DEFINITION--A surgical procedure to remove an aneurysm (a swelling, dilatation or ballooning of a blood vessel due to weakening that is caused by disease, injury or a congenital defect in the artery wall).

BODY PARTS INVOLVED--Aneurysms can form anywhere in the body. The most common sites are the aorta and the arteries supplying the brain.

REASONS FOR SURGERY

  • Heart problems.
  • Pressure of an aneurysm on surrounding structures.
  • Reduce risk of blood clots.
  • Relieve symptoms.

SURGICAL RISK INCREASES WITH

  • Obesity; smoking.
  • Recent or chronic illness such as: severe heart attack; high blood pressure; thyroid disease; or diabetes mellitus.
  • Chronic obstructive pulmonary disease (COPD).
  • Chronic congestive heart failure (advanced).

What To Expect

WHO OPERATES-Cardiovascular surgeon; vascular surgeon.

WHERE PERFORMED-Hospital.

DIAGNOSTIC TESTS

  • Before surgery: Blood studies; chest x-ray; cardiac catheterization; ECG; sonogram (See Glossary for all).
  • During surgery: ECG; angiograms (See Glossary).
  • After surgery: ECG; chest x-ray; sonogram.

ANESTHESIA-General anesthesia by injection and inhalation with an airway tube placed in the windpipe.

DESCRIPTION OF OPERATION--

    Surgery for an aneurysm on the heart is described here:

  • The patient is connected to the heart-lung equipment to allow the heart to be stopped temporarily so surgery can be performed on the diseased tissue. > The heart is made to stop by cooling and weak electrical shock. > The aneurysm is removed along with a border of normal heart tissue. > The edges of the heart are sewn together. > The heart is warmed, then the heartbeat is restored by a weak electrical shock. Note: Coronary artery bypass surgery is frequently performed at the same time.

POSSIBLE COMPLICATIONS

  • Surgical wound infection.
  • Excessive bleeding.
  • Blood clot to leg or kidney and other areas.
  • Continued heartbeat irregularities.

AVERAGE HOSPITAL STAY-7 to 10 days.

PROBABLE OUTCOME--Improved effectiveness of heart function and reduced likelihood of heartbeat irregularities. Allow 6 weeks for recovery from surgery.


Postoperative Care

> Move and elevate legs frequently while resting in bed to decrease the likelihood of deep--vein blood clots.

MEDICATION--

    Your doctor may prescribe:

  • Pain relievers. Don't take prescription pain medication longer than 4 to 7 days. Use only as much as you need. > Stool softeners to prevent constipation. > Heart medications to prevent rhythm disturbances and strengthen heart muscle contractions. > Medications to reduce blood pressure.

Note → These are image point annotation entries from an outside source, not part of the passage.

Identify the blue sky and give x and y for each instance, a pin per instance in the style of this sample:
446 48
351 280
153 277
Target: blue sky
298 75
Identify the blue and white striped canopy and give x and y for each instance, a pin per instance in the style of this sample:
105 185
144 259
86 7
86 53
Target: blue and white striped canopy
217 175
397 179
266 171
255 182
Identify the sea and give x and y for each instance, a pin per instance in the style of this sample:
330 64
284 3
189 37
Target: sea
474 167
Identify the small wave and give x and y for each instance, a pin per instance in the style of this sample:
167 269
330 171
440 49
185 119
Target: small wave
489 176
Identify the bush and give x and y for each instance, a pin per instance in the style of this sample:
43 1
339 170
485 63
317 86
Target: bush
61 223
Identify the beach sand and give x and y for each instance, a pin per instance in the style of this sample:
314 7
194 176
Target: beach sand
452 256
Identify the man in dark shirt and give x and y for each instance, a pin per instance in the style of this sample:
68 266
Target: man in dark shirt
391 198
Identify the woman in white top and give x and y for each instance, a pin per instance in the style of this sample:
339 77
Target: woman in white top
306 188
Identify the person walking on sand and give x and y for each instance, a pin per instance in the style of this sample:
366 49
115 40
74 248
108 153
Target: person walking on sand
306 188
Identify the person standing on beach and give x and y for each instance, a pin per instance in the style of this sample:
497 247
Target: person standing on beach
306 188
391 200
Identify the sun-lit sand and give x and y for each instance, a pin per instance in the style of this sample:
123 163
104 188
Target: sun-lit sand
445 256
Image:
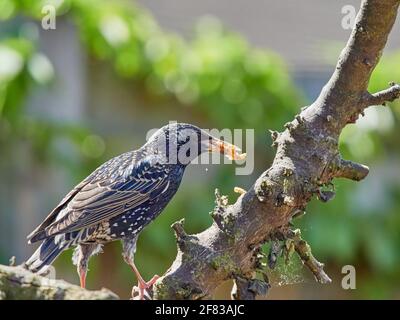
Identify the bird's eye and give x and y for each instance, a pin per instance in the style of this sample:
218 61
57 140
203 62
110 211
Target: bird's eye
184 139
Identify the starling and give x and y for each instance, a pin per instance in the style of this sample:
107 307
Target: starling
120 198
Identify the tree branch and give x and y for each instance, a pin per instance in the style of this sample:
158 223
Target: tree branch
307 158
16 283
384 96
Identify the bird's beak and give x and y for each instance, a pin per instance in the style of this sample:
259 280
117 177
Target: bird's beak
229 150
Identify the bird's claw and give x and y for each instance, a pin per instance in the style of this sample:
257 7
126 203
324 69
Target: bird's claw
143 291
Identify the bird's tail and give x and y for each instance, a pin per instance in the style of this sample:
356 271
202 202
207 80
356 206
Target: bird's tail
44 256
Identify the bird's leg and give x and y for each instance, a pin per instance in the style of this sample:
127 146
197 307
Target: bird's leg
142 284
82 276
129 248
81 258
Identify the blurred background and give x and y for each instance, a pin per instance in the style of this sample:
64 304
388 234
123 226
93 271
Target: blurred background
77 95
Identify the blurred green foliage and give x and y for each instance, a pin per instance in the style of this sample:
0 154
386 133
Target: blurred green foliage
232 85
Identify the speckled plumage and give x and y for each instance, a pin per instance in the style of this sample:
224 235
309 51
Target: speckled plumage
118 199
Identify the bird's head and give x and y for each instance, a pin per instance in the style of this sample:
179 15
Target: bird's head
184 142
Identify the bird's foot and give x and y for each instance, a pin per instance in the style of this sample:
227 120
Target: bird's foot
239 190
140 292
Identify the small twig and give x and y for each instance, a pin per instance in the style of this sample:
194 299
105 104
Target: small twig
351 170
178 228
248 289
303 249
383 96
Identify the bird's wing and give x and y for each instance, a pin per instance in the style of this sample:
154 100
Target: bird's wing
98 201
54 213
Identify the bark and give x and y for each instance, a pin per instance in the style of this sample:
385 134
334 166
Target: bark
307 159
16 283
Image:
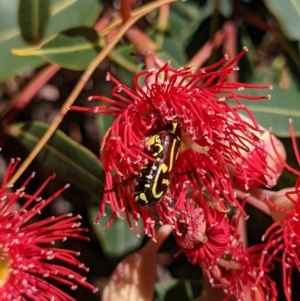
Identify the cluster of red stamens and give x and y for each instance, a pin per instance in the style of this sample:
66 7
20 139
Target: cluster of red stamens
27 248
216 137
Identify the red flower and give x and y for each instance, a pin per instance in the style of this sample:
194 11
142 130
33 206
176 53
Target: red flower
237 272
198 103
283 236
206 238
27 247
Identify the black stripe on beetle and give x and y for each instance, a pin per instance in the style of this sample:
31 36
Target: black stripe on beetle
154 178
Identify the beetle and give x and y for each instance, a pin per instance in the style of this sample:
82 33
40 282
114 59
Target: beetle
154 178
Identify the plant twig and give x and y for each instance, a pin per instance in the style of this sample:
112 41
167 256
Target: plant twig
81 83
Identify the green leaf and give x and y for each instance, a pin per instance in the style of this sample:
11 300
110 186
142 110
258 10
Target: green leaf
275 113
62 155
33 19
122 55
64 14
73 48
117 240
287 13
183 290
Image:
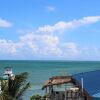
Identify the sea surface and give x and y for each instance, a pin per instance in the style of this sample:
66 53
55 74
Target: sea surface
40 71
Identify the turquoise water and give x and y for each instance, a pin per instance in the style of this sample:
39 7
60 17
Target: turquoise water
40 71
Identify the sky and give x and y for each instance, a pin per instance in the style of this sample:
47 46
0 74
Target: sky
50 30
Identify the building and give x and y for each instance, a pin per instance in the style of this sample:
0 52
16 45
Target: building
82 86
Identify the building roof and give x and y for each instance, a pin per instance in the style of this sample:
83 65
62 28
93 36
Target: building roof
57 80
91 82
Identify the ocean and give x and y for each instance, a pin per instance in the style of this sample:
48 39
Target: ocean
40 71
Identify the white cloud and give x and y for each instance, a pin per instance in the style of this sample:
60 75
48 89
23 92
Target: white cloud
50 8
71 49
62 25
44 42
5 23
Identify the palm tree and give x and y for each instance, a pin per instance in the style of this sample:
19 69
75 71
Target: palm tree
16 87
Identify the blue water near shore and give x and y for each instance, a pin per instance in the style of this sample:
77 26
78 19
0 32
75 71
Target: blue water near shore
40 71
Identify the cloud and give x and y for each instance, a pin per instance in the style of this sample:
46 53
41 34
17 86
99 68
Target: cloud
5 23
50 8
61 26
43 42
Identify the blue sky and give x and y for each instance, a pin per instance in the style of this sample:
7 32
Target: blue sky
49 29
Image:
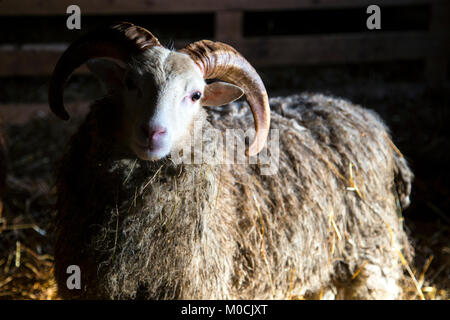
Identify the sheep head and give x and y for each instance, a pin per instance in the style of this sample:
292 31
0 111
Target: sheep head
162 91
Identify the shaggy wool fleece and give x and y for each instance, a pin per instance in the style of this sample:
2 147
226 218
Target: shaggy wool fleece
329 220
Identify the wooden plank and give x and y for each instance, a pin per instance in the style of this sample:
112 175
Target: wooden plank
37 60
350 48
123 7
228 25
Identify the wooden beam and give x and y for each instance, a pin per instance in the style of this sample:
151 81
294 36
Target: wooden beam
123 7
267 51
350 48
228 25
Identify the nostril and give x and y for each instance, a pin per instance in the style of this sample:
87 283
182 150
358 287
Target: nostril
145 129
157 132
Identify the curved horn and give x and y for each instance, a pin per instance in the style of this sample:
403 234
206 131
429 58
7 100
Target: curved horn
220 61
119 41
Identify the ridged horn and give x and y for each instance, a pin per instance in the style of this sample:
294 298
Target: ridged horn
120 41
220 61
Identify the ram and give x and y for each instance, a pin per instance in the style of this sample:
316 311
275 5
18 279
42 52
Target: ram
140 223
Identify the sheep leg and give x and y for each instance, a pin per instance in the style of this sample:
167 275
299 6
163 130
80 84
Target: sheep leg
375 283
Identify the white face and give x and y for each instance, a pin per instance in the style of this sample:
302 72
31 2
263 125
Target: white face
162 104
162 96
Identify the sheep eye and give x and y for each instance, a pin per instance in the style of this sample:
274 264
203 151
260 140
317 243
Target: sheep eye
131 85
196 95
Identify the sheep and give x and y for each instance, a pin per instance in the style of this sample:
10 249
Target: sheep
142 225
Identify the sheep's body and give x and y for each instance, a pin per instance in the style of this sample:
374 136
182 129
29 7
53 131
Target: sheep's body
141 229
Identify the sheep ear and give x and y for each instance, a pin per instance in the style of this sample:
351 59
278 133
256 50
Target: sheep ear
110 73
220 93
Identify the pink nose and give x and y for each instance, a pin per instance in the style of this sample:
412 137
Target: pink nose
157 133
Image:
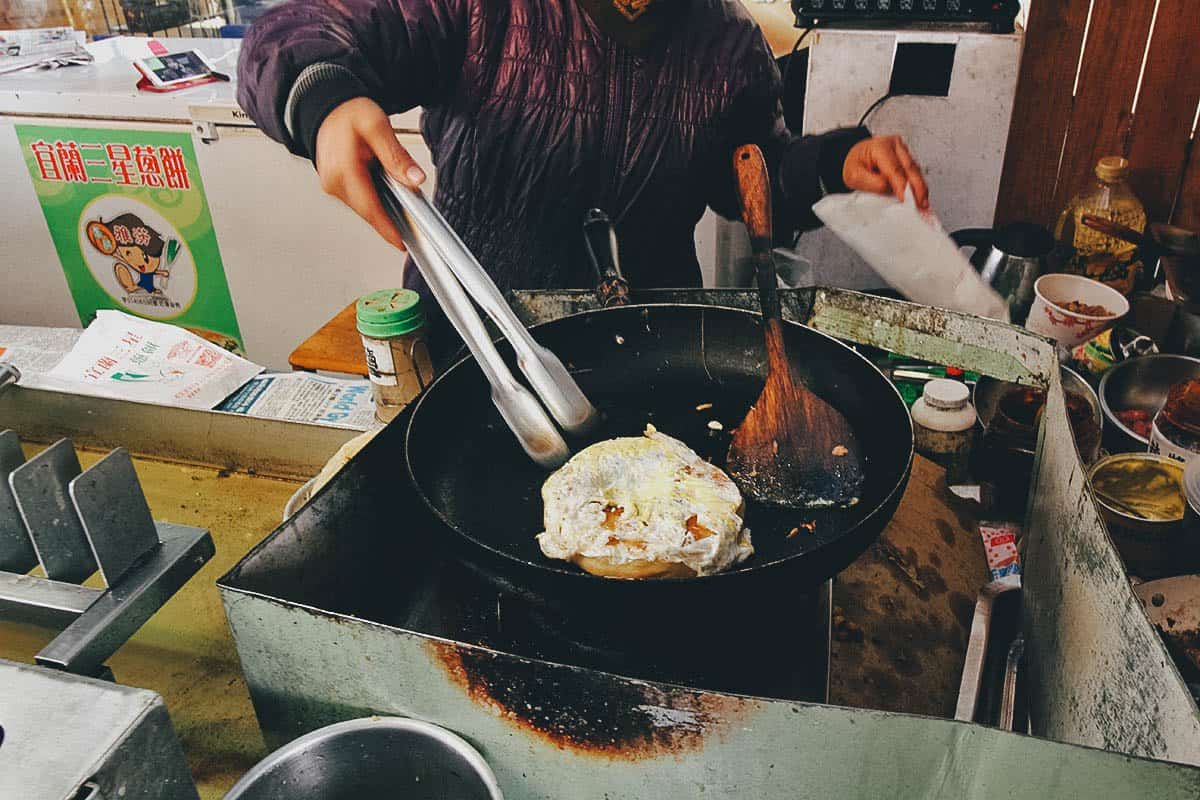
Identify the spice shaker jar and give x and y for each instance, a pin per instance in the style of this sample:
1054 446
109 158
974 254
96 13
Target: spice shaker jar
943 423
1175 431
393 328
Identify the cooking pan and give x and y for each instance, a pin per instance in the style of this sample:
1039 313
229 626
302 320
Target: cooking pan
679 367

> To help recovery and aid your well--

    being, resume daily activities, including work, as soon as possible.

  • Wait 1 month after returning home before attempting to drive. > Resume sexual relations when your doctor determines that healing is complete. > Ask your doctor for advice about an exercise rehabilitation program.

DIET---As directed by your doctor.


Call Your Doctor If

> Pain, swelling, redness, drainage or bleeding increases in the surgical area.

  • You develop signs of infection: headache, muscle aches, dizziness or a general ill feeling and fever.
  • You experience new symptoms, such as a cough, heartbeat irregularities, leg pain or constipation.
  • New, unexplained symptoms develop. Drugs used in treatment may produce side effects.


Send This Article to a Friend Return to Health Library Main Page
From Complete Guide to Symptoms, Illness & Surgery by H. Winter Griffith, M.D. Copyright by Putnam Publishing Group. Electronic rights by Medical Data Exchange.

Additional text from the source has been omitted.